CHP’li Erkek: ‘Hayır ya da evet demek farklı bir şey’
Komisyon’da HDP’li Osman Baydemir’in ardından CHP’li Muammer Erkek de, teklifi nasıl anayasaya aykırı gördüklerini anlattı ve bakanlar da dahil olmak üzere CHP olarak tüm dokunulmazlıklara karşı olduklarını anımsattı.
Erkek, Başkanlık Sistemi dayatmasının gündemde olduğunu ve teklif ile anayasa değişikliği yapılmadan sadece askıya alan bir düzenleme yapıldığını vurguladı. Anayasa’nın geçici maddeyle askıya alınamayacağını belirten Erkek, “Hiçbir bir maddede değişiklik yapılmıyor, bu bazı düzenlemeleri askıya almaktır. Bunun yasal ve hukuksal dayanağını hiç kimse gösteremez bana. Varsa biri bana göstermeli” dediği sırada AKP’liler Bülent Tezcan’ın konuşmasını ileri sürdü. Ancak Erkek, Tezcan’ın da anayasaya aykırılığı anlattığını anımsatarak, “Hayır, Sayın Tezcan hukuka aykırılıkları ciddi bir şekilde tespit etti. Anayasa’ya aykırılığı tespit etmekle metne ‘hayır’ ya da ‘evet’ demek farklı bir şeydir” dedi.

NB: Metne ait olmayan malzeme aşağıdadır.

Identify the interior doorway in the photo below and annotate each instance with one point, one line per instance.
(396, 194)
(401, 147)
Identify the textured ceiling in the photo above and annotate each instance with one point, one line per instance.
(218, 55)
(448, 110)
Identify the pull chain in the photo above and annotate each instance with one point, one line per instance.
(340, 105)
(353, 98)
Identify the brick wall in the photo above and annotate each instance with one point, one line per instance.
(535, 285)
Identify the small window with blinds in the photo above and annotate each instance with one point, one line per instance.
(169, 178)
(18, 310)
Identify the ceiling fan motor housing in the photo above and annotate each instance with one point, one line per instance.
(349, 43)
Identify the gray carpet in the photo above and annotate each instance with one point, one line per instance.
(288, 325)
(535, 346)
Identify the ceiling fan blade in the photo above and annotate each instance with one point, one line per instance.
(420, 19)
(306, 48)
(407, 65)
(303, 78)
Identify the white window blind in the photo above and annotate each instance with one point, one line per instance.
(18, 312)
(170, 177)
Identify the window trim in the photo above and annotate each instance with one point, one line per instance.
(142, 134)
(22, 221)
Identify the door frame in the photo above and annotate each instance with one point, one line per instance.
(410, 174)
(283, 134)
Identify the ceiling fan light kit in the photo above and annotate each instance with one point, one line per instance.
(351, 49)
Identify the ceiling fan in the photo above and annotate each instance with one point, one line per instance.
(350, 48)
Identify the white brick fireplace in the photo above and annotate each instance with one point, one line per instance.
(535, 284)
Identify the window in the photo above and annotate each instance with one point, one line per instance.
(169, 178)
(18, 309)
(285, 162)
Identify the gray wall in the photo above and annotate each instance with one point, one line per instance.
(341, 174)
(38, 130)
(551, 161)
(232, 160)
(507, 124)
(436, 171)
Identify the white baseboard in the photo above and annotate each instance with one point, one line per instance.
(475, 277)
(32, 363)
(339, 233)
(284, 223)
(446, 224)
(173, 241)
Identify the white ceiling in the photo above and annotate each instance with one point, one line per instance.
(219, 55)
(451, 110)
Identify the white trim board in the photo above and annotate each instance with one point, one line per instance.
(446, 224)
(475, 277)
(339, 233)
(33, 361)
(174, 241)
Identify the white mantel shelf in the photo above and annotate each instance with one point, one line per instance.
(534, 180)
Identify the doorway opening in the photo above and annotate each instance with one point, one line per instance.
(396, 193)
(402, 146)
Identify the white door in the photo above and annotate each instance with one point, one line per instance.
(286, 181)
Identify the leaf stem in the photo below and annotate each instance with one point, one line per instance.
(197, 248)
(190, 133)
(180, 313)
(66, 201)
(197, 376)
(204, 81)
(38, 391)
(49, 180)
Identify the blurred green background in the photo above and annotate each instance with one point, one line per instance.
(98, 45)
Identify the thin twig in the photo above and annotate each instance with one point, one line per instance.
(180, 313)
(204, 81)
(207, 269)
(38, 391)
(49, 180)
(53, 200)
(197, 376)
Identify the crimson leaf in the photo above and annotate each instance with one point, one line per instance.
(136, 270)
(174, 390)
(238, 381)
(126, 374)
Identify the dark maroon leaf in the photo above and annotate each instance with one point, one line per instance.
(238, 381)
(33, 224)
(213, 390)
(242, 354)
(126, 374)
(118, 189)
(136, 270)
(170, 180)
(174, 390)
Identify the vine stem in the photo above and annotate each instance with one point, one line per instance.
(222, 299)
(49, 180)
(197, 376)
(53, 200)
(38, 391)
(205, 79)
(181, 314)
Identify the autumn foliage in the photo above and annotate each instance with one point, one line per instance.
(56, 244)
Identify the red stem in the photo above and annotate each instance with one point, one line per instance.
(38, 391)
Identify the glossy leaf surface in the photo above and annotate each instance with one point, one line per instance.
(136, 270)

Erkek’in metne CHP’nin ‘evet’ oyu vermesiyle anayasa aykırı demesi arasında fark bulunduğunu belirtmesi üzerine HDP’lilerden itirazlar geldi.
Mithat Sancar HDP’nin vedasını yaptı
Sonrasında sözü alan HDP’li Mithat Sancar, tüm arkadaşları adına konuşacağını belirterek, belki de Meclis tarihi açısından şu dikkat çekici konuşmayı yaptı:
“Anlıyoruz ki aceleniz var. Bizim geciktirme niyetimiz, bir şeyden korkumuz yok. Adalet, barış ve demokrasi için uğraştık. Siz, fiziksel olarak, şu Komisyon’un haline bakın, kapı polis dolu. Saldırılar hepsi kayıtta, kimin ne yaptığı. Aceleniz neden diye soruyoruz açıklamıyorsunuz. Ama biz acelenizin nedenini biliyoruz. Darbe planının en kritik kavşağı geçilecek. Tek adam yönetimini esas alan bir Başkanlık Sistemi için her alan kullanılacak. Size gelmiş talimat bu, bizim anladığımız bu. Bütün çabamızla demokrasi ortamına çevirmeye çalıştığımız bu ortam bu akşam itibariyle bir müsamereye, tiyatroya dönüşmüştür. Biz bu tiyatronun figüranı olmayacağız. Herhangi bir korkumuz olmayacağını da şimdi size göstereceğiz. Sizleri vicdanınızla, burada size destek verecek diğerleriyle birlikte sizi halkın vicdanında, tarihin bilincinde mahkum edecek davranışlarınızla baş başa bırakmak için komisyon toplantınızı terk ediyoruz. Hiçbir zaman boyun eğmedik, eğmeyeceğiz. Bunu bilin.”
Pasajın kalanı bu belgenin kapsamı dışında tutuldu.